Storytelling as “ministry” is challenging in secular settings, though. As enthralled as students are listening to First Nations, Jewish, Ukrainian, Chinese stories, the difference lies in the school culture itself.
“I tell the same stories in Catholic schools as I do in public, except I can use the word ‘God.’ Stone Soup is about generosity and sharing, but in the Catholic school I can also say that what the traveler sees is God’s beauty. I can talk about loving God’s world, and seeing God’s creative hand in the forest and mountains.”
Even in the secular schools, though, Thornton says it’s possible to infuse a sense of the spirit, because “stories can still show us how God wants us to be, how God wants us to care for each other.”
Having free rein to tell sacred stories also influenced Thornton’s own faith. Because she had to delve into those Bible stories again at Eglinton St George’s, “and really experience them, and then telling them regularly, I was forced to connect to the big picture. Like Holy Week. I went back to dig into the Old Testament, something that was missing in my own religious training, and look at Exodus to see how it connected. Jesus was Jewish and he had to go to Jerusalem, so I would tell his story in a big arc about how he changed that really huge deal of the Passover feast into the Eucharist, and how he did something you can’t even believe, he went to Jerusalem to do this tradition, and brought it to life by giving his life. All these things I had to connect for myself, and in doing so I was able to connect it for children.”

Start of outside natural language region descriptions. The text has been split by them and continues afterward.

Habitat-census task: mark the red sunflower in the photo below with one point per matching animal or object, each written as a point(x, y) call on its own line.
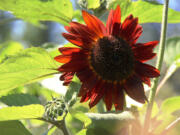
point(107, 59)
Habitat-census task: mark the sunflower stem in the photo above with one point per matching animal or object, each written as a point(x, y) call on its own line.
point(100, 107)
point(158, 66)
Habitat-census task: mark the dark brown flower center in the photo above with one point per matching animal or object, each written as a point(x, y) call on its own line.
point(112, 58)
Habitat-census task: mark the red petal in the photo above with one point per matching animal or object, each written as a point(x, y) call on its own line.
point(134, 88)
point(146, 80)
point(144, 52)
point(63, 58)
point(80, 41)
point(113, 22)
point(130, 29)
point(94, 24)
point(146, 70)
point(108, 96)
point(67, 77)
point(68, 50)
point(118, 98)
point(80, 29)
point(86, 97)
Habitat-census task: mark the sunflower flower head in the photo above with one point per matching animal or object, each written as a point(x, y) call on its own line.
point(107, 59)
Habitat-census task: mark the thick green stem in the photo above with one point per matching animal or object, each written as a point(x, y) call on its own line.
point(158, 66)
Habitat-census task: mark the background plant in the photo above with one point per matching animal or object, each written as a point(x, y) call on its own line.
point(26, 58)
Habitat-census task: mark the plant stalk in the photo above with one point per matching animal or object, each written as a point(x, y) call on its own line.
point(158, 66)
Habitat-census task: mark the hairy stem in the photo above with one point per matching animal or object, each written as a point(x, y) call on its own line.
point(158, 66)
point(168, 74)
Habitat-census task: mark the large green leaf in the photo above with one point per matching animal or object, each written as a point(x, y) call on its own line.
point(9, 48)
point(13, 128)
point(147, 12)
point(92, 4)
point(25, 67)
point(24, 112)
point(40, 91)
point(40, 10)
point(19, 99)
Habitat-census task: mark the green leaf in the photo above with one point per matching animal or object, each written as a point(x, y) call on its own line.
point(93, 4)
point(82, 117)
point(155, 110)
point(27, 66)
point(9, 48)
point(19, 99)
point(112, 4)
point(82, 132)
point(73, 89)
point(147, 12)
point(24, 112)
point(172, 51)
point(13, 128)
point(40, 10)
point(108, 123)
point(170, 105)
point(40, 91)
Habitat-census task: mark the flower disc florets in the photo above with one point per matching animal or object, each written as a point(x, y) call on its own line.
point(112, 58)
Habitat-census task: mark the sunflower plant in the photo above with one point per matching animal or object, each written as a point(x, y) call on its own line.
point(103, 63)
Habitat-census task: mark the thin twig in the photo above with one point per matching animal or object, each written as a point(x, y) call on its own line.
point(170, 126)
point(158, 66)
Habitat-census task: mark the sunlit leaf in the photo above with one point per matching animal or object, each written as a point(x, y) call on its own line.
point(172, 52)
point(39, 90)
point(82, 132)
point(19, 99)
point(9, 48)
point(108, 123)
point(147, 12)
point(170, 105)
point(24, 112)
point(13, 128)
point(92, 4)
point(39, 10)
point(27, 66)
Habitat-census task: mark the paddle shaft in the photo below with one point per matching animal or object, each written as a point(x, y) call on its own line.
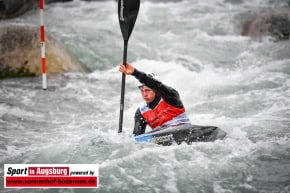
point(123, 87)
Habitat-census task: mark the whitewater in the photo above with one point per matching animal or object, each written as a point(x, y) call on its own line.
point(237, 83)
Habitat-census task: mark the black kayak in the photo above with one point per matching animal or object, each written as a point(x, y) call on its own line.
point(184, 133)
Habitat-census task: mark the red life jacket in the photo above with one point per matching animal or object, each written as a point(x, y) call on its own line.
point(163, 114)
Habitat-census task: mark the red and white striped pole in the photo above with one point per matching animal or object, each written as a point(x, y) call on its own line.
point(42, 45)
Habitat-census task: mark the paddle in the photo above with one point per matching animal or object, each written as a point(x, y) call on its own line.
point(127, 13)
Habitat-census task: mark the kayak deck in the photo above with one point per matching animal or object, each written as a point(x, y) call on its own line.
point(184, 133)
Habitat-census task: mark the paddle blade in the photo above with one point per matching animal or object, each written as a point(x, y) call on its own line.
point(127, 12)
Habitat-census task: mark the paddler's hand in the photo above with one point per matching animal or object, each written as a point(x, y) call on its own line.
point(128, 69)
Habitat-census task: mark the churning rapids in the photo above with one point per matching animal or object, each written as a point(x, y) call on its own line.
point(234, 82)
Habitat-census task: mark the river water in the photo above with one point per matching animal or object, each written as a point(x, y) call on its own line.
point(239, 84)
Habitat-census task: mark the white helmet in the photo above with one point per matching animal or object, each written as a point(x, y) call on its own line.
point(151, 75)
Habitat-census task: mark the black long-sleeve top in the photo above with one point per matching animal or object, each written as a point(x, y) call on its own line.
point(169, 95)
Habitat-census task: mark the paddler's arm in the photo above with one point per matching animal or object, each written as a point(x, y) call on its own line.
point(140, 123)
point(169, 94)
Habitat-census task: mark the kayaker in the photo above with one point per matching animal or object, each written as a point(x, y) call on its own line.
point(163, 107)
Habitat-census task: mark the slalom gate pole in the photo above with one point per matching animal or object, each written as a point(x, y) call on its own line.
point(42, 45)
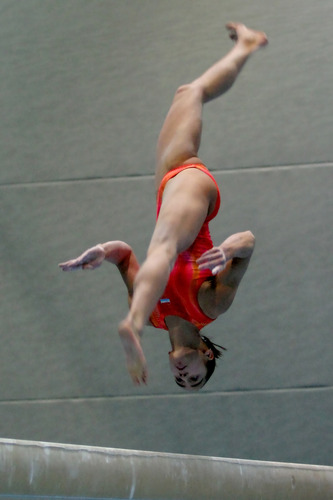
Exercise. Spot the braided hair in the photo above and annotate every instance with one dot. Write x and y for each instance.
(218, 353)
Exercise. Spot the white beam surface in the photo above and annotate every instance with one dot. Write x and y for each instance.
(47, 470)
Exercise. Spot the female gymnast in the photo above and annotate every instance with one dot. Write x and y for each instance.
(185, 282)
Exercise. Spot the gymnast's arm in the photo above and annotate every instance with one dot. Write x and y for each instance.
(115, 252)
(229, 262)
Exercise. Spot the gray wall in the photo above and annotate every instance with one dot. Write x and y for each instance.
(84, 88)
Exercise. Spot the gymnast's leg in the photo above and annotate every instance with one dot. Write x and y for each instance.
(188, 197)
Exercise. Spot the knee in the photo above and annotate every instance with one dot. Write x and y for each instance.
(163, 249)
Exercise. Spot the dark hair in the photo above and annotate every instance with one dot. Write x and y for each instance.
(211, 363)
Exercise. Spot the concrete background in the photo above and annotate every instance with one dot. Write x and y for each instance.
(84, 88)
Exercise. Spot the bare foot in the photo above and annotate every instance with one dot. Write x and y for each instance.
(251, 38)
(135, 359)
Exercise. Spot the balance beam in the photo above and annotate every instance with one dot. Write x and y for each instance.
(47, 470)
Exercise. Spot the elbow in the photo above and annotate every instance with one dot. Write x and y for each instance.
(251, 241)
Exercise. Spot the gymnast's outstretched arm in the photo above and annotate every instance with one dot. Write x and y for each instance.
(115, 252)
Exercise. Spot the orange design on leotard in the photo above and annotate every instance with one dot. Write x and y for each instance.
(180, 297)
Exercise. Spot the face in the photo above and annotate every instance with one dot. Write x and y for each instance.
(188, 367)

Once the church position came to an end, Thornton relocated to a downtown Anglican parish, and her work has been mostly in secular settings. Four or five times a week, she engages up to 200 children from Junior Kindergarten to Grade 6 with stories of multicultural or social significance according to the time of year. Like Black History month in February, and the religious holidays of November and December.
There are also anti-bullying assemblies, so she pulls out of her repertoire of tales from various cultures stories about the harm bullying and gossip can do. “The stories are metaphor, you can’t tell a kid to stop gossiping, but the metaphor helps them get it, just like Jesus using parables.”
Growing demand for this oral instruction has led Cheryl and her husband to develop a website. Called Storyvalues, it’s currently licensed by the Toronto District School Board for teachers and students to use. The site has also been picked up by schools in Australia, NYC, British Columbia and northern Ontario.
Thornton writes and narrates the stories, and does some of the illustrations, while Matthew, a visual artist and painter who’s exhibited internationally, composes culturally accurate music and handles computer graphics.
A world map on the landing page shows five designated areas for storytelling: Asia, Oceania, Africa, the Americas, Europe. Clicking on North America yields a complete storytelling capsule for Canada, with a map, factoid boxes, and sidebars about migration, photosynthesis and pollination to support the First Nations myth stories with facts about how the seasons change.
Interactive sections allow children to scroll through and listen; a teacher portion provides instructions for teachers to do drama, read the story, or have discussions – about how Glooscap’s care for animals, seasons, and land, can be translated into students showing respect for the land, and ways in which they can concretely experience the seasons by taking walks.
Although the aim is to be inclusive, Thornton doesn’t intend to water down the intrinsically spiritual message of each culture. Religious exploration of Diwali, Christmas, Chanukah, and Ramadan is not about lighting candles, but about exploring the spiritual story behind each celebration.
“Everybody loves to listen to a good story,” she says. “And Bible stories are good stories that plant seeds that will last a lifetime, and bear fruit.”